Background: Survival bias is the phenomenon by which individuals are excluded from analysis of a trait because of mortality related to the expression of that trait. In genetic association studies, variants increasing risk for disease onset as well as risk of disease-related mortality (lethality) could be difficult to detect in genetic association case-control designs, possibly leading to underestimation of a variant's effect on disease risk.

Methods and results: We modeled cohorts for 3 diseases of high lethality (intracerebral hemorrhage, ischemic stroke, and myocardial infarction) using existing longitudinal data. Based on these models, we simulated case-control genetic association studies for genetic risk factors of varying effect sizes, lethality, and minor allele frequencies. For each disease, erosion of detected effect size was larger for case-control studies of individuals of advanced age (age >75 years) and/or variants with very high event-associated lethality (genotype relative risk for event-related death >2.0). We found that survival bias results in no more than 20% effect size erosion for cohorts with mean age <75 years, even for variants that double lethality risk. Furthermore, we found that increasing effect size erosion was accompanied by depletion of minor allele frequencies in the case population, yielding a "signature" of the presence of survival bias.

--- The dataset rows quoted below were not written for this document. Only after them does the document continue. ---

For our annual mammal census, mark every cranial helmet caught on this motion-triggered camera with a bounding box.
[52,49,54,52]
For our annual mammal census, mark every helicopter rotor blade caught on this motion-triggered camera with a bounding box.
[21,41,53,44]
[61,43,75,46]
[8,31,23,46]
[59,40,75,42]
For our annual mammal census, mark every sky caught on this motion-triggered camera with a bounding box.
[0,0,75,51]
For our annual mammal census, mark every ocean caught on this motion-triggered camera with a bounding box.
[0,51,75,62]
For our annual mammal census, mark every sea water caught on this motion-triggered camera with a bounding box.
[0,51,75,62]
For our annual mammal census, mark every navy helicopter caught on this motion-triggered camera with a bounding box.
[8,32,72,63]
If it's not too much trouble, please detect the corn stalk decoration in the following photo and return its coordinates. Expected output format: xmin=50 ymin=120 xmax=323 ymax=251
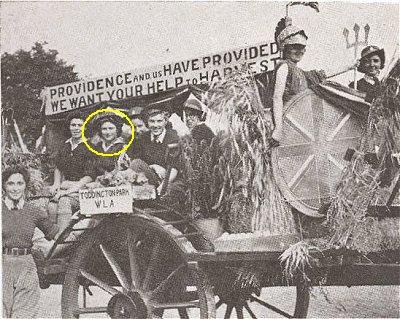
xmin=197 ymin=65 xmax=295 ymax=235
xmin=327 ymin=61 xmax=400 ymax=253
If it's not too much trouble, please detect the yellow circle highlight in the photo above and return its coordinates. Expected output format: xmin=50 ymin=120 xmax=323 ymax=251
xmin=81 ymin=107 xmax=135 ymax=157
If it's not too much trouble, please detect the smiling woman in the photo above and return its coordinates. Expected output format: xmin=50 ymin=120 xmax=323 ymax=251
xmin=90 ymin=112 xmax=125 ymax=179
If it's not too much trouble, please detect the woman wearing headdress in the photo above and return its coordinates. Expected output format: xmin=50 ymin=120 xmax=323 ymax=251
xmin=349 ymin=45 xmax=385 ymax=103
xmin=272 ymin=17 xmax=356 ymax=142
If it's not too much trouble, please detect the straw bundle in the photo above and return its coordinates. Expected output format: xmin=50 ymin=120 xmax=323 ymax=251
xmin=204 ymin=66 xmax=295 ymax=235
xmin=327 ymin=62 xmax=400 ymax=253
xmin=2 ymin=145 xmax=46 ymax=197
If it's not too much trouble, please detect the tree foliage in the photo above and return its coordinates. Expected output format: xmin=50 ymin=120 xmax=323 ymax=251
xmin=1 ymin=42 xmax=78 ymax=139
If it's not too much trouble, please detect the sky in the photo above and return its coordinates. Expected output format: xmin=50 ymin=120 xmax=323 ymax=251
xmin=1 ymin=2 xmax=399 ymax=87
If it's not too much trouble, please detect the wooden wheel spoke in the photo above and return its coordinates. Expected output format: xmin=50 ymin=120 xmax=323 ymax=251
xmin=75 ymin=307 xmax=107 ymax=315
xmin=142 ymin=239 xmax=161 ymax=291
xmin=288 ymin=155 xmax=315 ymax=189
xmin=286 ymin=114 xmax=315 ymax=142
xmin=224 ymin=305 xmax=233 ymax=319
xmin=215 ymin=299 xmax=223 ymax=309
xmin=235 ymin=306 xmax=243 ymax=319
xmin=326 ymin=113 xmax=351 ymax=142
xmin=100 ymin=245 xmax=130 ymax=290
xmin=150 ymin=264 xmax=185 ymax=299
xmin=80 ymin=269 xmax=120 ymax=295
xmin=127 ymin=230 xmax=141 ymax=290
xmin=250 ymin=296 xmax=293 ymax=318
xmin=244 ymin=302 xmax=257 ymax=319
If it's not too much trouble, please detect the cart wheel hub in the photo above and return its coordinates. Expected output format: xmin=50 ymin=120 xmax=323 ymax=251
xmin=107 ymin=291 xmax=147 ymax=319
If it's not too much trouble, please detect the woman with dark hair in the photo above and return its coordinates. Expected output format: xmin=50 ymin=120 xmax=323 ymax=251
xmin=49 ymin=115 xmax=92 ymax=231
xmin=2 ymin=166 xmax=58 ymax=318
xmin=349 ymin=45 xmax=385 ymax=103
xmin=91 ymin=114 xmax=125 ymax=179
xmin=50 ymin=115 xmax=91 ymax=200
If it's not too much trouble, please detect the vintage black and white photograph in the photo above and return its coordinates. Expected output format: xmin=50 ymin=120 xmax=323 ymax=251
xmin=0 ymin=1 xmax=400 ymax=319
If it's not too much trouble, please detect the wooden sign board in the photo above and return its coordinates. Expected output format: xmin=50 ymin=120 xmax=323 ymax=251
xmin=79 ymin=185 xmax=133 ymax=215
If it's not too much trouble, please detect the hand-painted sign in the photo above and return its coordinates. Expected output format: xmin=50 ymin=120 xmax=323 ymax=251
xmin=44 ymin=42 xmax=279 ymax=115
xmin=79 ymin=185 xmax=133 ymax=215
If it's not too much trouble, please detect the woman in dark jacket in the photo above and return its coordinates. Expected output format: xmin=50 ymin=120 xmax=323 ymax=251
xmin=2 ymin=167 xmax=58 ymax=318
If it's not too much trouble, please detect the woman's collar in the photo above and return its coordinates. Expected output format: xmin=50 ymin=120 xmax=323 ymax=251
xmin=3 ymin=196 xmax=25 ymax=210
xmin=101 ymin=136 xmax=125 ymax=152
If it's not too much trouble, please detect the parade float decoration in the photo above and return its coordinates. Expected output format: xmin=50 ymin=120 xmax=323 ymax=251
xmin=3 ymin=3 xmax=400 ymax=319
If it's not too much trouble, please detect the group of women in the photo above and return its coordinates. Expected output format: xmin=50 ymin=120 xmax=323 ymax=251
xmin=2 ymin=14 xmax=385 ymax=318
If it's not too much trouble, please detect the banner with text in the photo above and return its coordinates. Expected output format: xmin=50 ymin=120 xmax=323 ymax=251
xmin=44 ymin=42 xmax=279 ymax=115
xmin=79 ymin=185 xmax=133 ymax=215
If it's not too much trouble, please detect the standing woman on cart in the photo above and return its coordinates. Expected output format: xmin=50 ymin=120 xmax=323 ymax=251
xmin=2 ymin=166 xmax=58 ymax=318
xmin=271 ymin=17 xmax=358 ymax=144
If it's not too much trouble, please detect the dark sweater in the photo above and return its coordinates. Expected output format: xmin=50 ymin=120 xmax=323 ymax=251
xmin=349 ymin=78 xmax=381 ymax=103
xmin=56 ymin=142 xmax=94 ymax=181
xmin=2 ymin=202 xmax=58 ymax=248
xmin=89 ymin=142 xmax=125 ymax=179
xmin=127 ymin=129 xmax=180 ymax=171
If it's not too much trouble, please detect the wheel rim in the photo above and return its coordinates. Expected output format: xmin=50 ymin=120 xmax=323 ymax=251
xmin=62 ymin=216 xmax=215 ymax=319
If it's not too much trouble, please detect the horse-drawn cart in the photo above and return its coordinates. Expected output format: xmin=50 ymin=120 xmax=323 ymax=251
xmin=35 ymin=60 xmax=400 ymax=319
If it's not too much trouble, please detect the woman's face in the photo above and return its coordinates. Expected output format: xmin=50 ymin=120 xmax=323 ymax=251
xmin=286 ymin=44 xmax=306 ymax=63
xmin=69 ymin=119 xmax=83 ymax=138
xmin=101 ymin=122 xmax=118 ymax=143
xmin=4 ymin=173 xmax=26 ymax=200
xmin=362 ymin=55 xmax=382 ymax=76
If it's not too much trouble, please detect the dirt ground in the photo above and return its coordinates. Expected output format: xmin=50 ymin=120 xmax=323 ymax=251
xmin=36 ymin=286 xmax=400 ymax=319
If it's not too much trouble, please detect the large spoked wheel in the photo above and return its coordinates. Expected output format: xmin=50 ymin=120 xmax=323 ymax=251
xmin=216 ymin=286 xmax=310 ymax=319
xmin=62 ymin=216 xmax=215 ymax=319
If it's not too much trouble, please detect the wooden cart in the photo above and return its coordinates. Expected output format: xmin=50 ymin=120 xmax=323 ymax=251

Conclusions: Our simulation provides formulas to allow estimation of effect size erosion given a variant's odds ratio of disease, odds ratio of lethality, and minor allele frequencies. These formulas will add precision to power calculation and replication efforts for case-control genetic studies. Our approach requires validation using prospective data.

Figure 1

AIS = Acute Ischemic Stroke. ICH = Intracerebral Hemorrhage. MI = Myocardial Infarction. Bars represent the incidence and mortality estimates for each disease for the age ranges specified, according to the published reports for each cohort. Lines represent the interpolated incidence and mortality curves used to create the disease models for simulation of longitudinal and case-control study designs.

Figure 2

Simulation design for longitudinal study model (A) and simulation design for case-control study model (B). For each panel, solid circles represent the non-diseased population from which controls are recruited, and dashed circles represent the diseased population from which cases are recruited. In Panel B, the dashed square represents the individuals who experienced disease-related mortality, and are therefore not present in the pool of diseased individuals for case recruitment.

Figure 3

Effect size erosion in case-control design is plotted according to varying cohort ages and genetic relative risk of lethality (GRR-L) for acute ischemic stroke. The median (thick line) and range (box-plot with whiskers) for each GRR-L simulation reflects the ranges of minor allele frequency and genetic relative risk of disease. The top panel assumes 0% ascertainment of lethal cases, while the bottom panel assumes 40% ascertainment of lethal cases.

Figure 4

Effect size erosion in case-control design is plotted according to varying cohort ages and genetic relative risk of lethality (GRR-L) for intracerebral hemorrhage. The median (thick line) and range (box-plot with whiskers) for each GRR-L simulation reflects the ranges of minor allele frequency and genetic relative risk of disease. The top panel assumes 0% ascertainment of lethal cases, while the bottom panel assumes 40% ascertainment of lethal cases.

Figure 5

Effect size erosion in case-control design is plotted according to varying cohort ages and genetic relative risk of lethality (GRR-L) for myocardial infarction. The median (thick line) and range (box-plot with whiskers) for each GRR-L simulation reflects the ranges of minor allele frequency and genetic relative risk of disease. The top panel assumes 0% ascertainment of lethal cases, while the bottom panel assumes 40% ascertainment of lethal cases.